Pipeline Triage Report 2020-09-07 to 2020-09-11
DRI
Please review the responsiblities and guidelines if you have not done so recently.
Above all else, please remember that the aim of pipeline triage is to identify problems and try to get them resolved (ideally) before they impact users.
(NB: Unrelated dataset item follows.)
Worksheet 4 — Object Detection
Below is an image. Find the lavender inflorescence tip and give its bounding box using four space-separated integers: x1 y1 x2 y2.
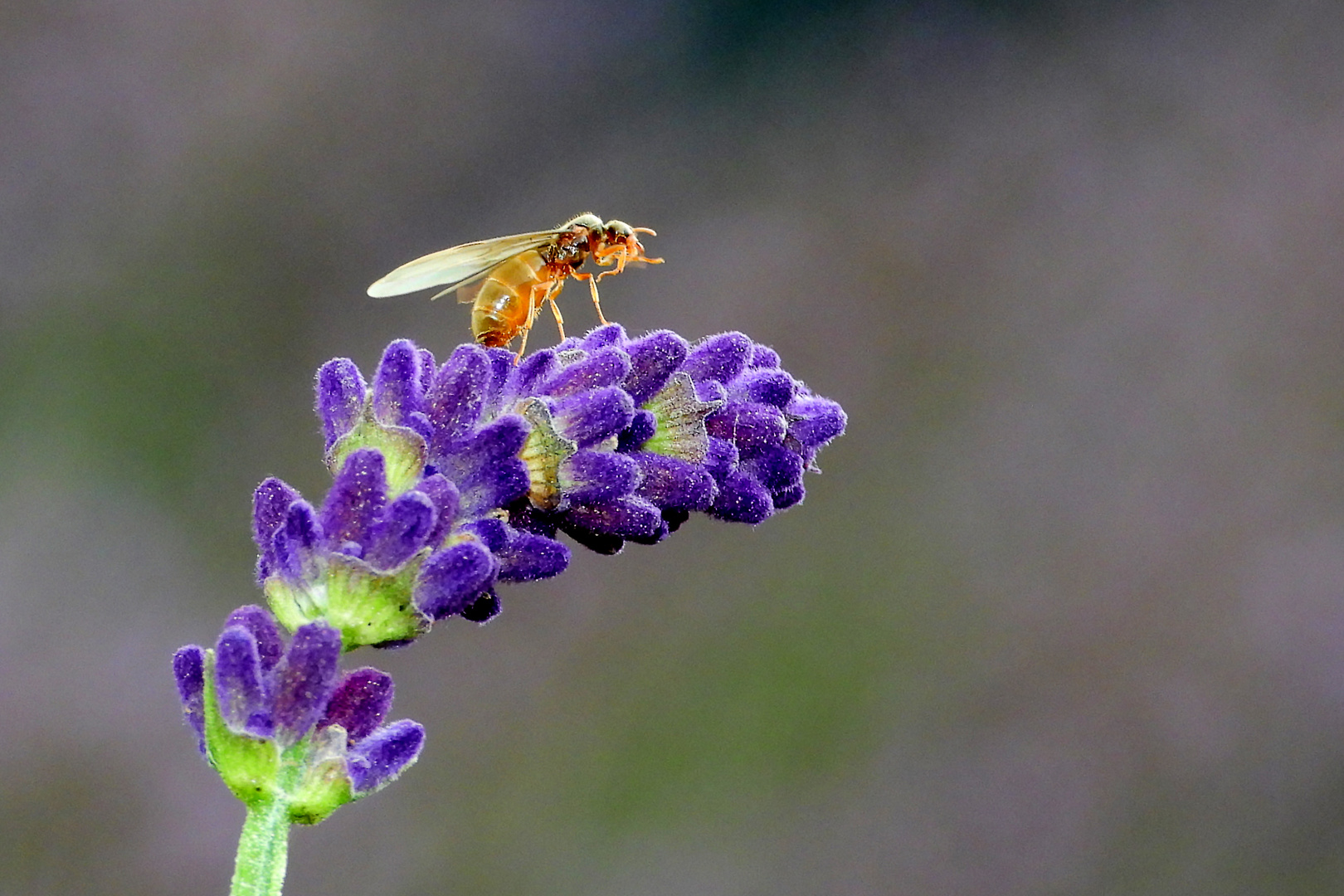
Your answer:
173 606 425 821
254 324 845 649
You can view the Testcases project list of issues for non-quarantined test results to help identify failures and see if any were missed when reviewing pipelines.
EMEA | AMER | APAC | |
---|---|---|---|
Primary | @willmeek | @ebanks | - |
Secondary | - | @niskhakova | @sliaquat |
Issues carried over from last week
-
clone_push_pull_project_snippet_spec
gitlab-org/gitlab#239091 (closed) -
group_audit_logs_1_spec
gitlab-org/gitlab#243680 (comment 405012958) -
locked_artifacts_spec
gitlab-org/gitlab#240911 (closed) - ee:kubernetes https://gitlab.com/gitlab-com/gl-security/security-operations/sirt/operations/-/issues/1060
-
pipeline_status_on_operation_dashboard_spec
gitlab-org/gitlab#233300 (closed)
Summary
There were a lot of issues related to register_spec
gitlab-org/gitlab#247743 (closed) which has been fixed
Highlights
☑
Staging A number of transient individual failures, though last full run (3.40pm UTC https://ops.gitlab.net/gitlab-org/quality/staging/-/pipelines/260538 ) was green
Two HTTP 500 in different jobs needed
❌
Staging Orchestrated When register_spec
fix makes it to here it should go green, other than transient failures
✅
Pre-Production
✅
Production
❌
Nightly Last nights nightly had a lot of snippet errors as per gitlab-org/gitlab#245081 (closed), the ticket was updated to alert those working on it
☑
Master When register_spec
fix merge gets ran it should hopefully go green, other than transient failures
Remaining Issues
Snippets issues especially in Nightly - gitlab-org/gitlab#245081 (closed)
Geo Staging has issue on rename_replication_spec
- gitlab-org/gitlab#247128 (closed) Jennie is aware
Keep an eye on Staging for HTTP 500s, had to retry a couple of failed jobs.
Also keep an eye on reporting failures, Mark has put a lot of good work into hardening the retries but on Thursday there were occasional HTTP 500s and timeouts.